Given the subgroup lattice of the dihedral group $D_{8}$, find find all pairs of elements that generate $D_{8}$. There should be 8 pairs.
The given lattice is the image below:
I came to following set of pairs:
$\left \langle r, s \right \rangle$, $\left \langle r^2, s \right \rangle$, $\left \langle rs, r \right \rangle$, $\left \langle r^3s, r \right \rangle$, $\left \langle s, rs \right \rangle$, $\left \langle s, r^3s \right \rangle$, $\left \langle r^2s, rs \right \rangle$, $\left \langle r^2s, r^3s \right \rangle$
and
$\left \langle s, r^3 \right \rangle$, $\left \langle rs, r^3 \right \rangle$, $\left \langle r^3s, r^3 \right \rangle$, $\left \langle r^3, r^2s \right \rangle$
But I am not sure if this is right.
Also, how do you analyse the lattice step by step to reach the solution? Finding out first 8 was simple, because I had to find single-element subgroups and combine them to form pairs. However, the rest 4, I derived from found ones by searching for equivalent subgroups.
This is exercise 2.5.4 in Dummit & Foote "Abstract Algebra" (3rd ed.).
It's $12$, really.
You have to choose first a pair of distinct maximal subgroups.
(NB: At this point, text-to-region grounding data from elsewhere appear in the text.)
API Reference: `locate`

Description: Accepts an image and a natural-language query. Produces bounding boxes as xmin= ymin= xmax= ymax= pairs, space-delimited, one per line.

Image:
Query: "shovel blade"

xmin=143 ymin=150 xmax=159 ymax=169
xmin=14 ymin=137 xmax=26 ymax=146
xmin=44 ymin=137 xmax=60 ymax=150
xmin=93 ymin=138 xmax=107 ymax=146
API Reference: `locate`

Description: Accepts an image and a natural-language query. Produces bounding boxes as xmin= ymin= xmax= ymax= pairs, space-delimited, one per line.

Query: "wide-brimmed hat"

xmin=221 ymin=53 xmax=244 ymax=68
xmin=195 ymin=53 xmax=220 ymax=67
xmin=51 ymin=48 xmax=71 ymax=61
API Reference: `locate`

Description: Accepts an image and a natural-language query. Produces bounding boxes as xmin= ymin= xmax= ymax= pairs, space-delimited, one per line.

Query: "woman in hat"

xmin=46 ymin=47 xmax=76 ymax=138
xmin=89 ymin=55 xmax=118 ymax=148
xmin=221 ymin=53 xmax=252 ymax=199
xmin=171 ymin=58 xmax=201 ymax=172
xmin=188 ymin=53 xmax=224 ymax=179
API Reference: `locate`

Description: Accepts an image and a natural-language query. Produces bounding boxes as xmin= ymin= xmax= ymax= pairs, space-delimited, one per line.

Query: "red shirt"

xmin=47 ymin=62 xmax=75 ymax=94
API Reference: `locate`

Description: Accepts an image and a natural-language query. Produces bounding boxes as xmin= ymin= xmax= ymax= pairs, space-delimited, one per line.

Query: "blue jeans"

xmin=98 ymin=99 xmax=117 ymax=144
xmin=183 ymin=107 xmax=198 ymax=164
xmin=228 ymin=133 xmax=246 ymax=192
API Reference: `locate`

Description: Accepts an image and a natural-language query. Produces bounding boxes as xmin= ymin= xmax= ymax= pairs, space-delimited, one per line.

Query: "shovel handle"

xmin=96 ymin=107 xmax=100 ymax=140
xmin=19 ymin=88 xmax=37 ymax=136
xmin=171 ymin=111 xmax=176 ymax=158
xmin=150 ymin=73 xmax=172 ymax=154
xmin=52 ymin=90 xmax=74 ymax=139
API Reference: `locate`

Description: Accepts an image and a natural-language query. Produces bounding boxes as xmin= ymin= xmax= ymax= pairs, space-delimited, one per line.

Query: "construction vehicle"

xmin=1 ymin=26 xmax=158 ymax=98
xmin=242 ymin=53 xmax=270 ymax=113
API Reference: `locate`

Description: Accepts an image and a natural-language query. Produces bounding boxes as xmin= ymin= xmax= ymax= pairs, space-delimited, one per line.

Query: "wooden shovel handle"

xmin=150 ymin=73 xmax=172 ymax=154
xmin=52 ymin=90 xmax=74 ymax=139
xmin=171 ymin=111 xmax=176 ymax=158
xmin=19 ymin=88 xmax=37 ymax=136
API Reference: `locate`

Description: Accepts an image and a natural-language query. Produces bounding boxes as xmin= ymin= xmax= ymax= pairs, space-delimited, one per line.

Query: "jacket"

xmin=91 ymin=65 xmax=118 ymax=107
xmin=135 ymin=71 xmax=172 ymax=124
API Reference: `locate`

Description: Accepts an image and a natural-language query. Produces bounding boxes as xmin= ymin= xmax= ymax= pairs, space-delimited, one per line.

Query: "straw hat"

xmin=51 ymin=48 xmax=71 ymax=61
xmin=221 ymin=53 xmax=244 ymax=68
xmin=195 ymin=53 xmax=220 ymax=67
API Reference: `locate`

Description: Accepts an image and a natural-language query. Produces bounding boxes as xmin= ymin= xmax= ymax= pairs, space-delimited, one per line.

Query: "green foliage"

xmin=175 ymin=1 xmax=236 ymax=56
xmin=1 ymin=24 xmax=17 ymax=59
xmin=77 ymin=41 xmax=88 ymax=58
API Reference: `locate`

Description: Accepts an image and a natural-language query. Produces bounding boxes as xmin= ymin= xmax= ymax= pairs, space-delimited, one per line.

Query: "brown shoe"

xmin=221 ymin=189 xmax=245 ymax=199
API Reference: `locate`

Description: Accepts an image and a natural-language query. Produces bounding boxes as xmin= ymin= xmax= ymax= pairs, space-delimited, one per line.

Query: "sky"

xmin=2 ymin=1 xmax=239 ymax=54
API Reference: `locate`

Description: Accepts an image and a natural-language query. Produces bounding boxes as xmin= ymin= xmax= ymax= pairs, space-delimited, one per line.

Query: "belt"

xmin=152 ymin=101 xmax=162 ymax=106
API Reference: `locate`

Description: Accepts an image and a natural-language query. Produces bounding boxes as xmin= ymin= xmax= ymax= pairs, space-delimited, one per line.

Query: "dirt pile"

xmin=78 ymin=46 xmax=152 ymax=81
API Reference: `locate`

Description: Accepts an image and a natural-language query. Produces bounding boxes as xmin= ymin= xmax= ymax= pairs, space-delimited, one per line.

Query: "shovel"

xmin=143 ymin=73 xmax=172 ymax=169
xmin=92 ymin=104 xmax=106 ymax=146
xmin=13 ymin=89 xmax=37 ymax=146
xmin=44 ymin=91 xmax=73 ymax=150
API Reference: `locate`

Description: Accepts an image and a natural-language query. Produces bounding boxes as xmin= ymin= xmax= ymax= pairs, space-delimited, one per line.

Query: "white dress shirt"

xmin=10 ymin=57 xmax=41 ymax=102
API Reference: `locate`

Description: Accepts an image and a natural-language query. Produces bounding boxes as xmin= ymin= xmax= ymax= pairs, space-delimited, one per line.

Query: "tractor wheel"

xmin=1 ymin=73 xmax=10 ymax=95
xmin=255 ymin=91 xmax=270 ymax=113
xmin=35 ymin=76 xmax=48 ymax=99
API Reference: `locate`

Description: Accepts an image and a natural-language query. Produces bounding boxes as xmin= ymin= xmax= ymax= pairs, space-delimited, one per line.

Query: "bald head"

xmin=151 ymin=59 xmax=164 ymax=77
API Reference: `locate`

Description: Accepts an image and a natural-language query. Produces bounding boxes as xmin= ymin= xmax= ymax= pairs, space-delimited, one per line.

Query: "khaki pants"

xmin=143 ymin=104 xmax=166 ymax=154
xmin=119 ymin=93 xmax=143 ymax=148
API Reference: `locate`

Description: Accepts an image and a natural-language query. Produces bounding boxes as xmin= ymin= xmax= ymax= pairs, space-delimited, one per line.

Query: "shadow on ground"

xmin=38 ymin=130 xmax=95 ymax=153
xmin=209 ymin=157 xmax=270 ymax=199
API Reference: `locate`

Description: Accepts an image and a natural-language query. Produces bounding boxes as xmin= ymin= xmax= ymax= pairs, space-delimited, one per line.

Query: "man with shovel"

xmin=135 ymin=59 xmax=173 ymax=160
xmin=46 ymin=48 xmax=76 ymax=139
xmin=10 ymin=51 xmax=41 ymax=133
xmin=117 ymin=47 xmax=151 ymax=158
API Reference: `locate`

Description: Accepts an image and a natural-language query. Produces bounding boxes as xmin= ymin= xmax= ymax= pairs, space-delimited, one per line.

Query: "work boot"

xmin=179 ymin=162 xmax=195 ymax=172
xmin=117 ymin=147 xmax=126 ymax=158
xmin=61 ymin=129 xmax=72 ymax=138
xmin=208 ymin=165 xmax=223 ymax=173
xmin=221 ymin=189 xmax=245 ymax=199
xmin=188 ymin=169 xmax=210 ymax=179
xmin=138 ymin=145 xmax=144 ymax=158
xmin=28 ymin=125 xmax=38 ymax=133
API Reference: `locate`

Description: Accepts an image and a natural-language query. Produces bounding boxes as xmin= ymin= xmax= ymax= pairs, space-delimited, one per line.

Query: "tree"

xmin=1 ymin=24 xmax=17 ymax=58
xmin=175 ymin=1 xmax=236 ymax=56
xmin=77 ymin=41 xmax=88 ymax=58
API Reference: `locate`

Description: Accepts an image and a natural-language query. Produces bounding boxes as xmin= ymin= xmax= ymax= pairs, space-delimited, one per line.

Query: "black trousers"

And then one element from each of these maximal subgroup, neither of which elements lies in their intersection.
For instance, if you take the pair of maximal subgroups $$ \langle s, r^2 \rangle, \quad \langle r \rangle $$ you can choose either $s$ or $s r^2$ from the first subgroup, and either $r$ or $r^3$ from the second one, This makes for $4$ generating pairs.
As there are three pairs of maximal subgroups, and for distinct maximal subgroups $M, N$ you have $\lvert M \setminus M \cap N \rvert = 4 - 2 = 2$, you get $2 \cdot 2 \cdot 3 = 12$ (unordered) pairs.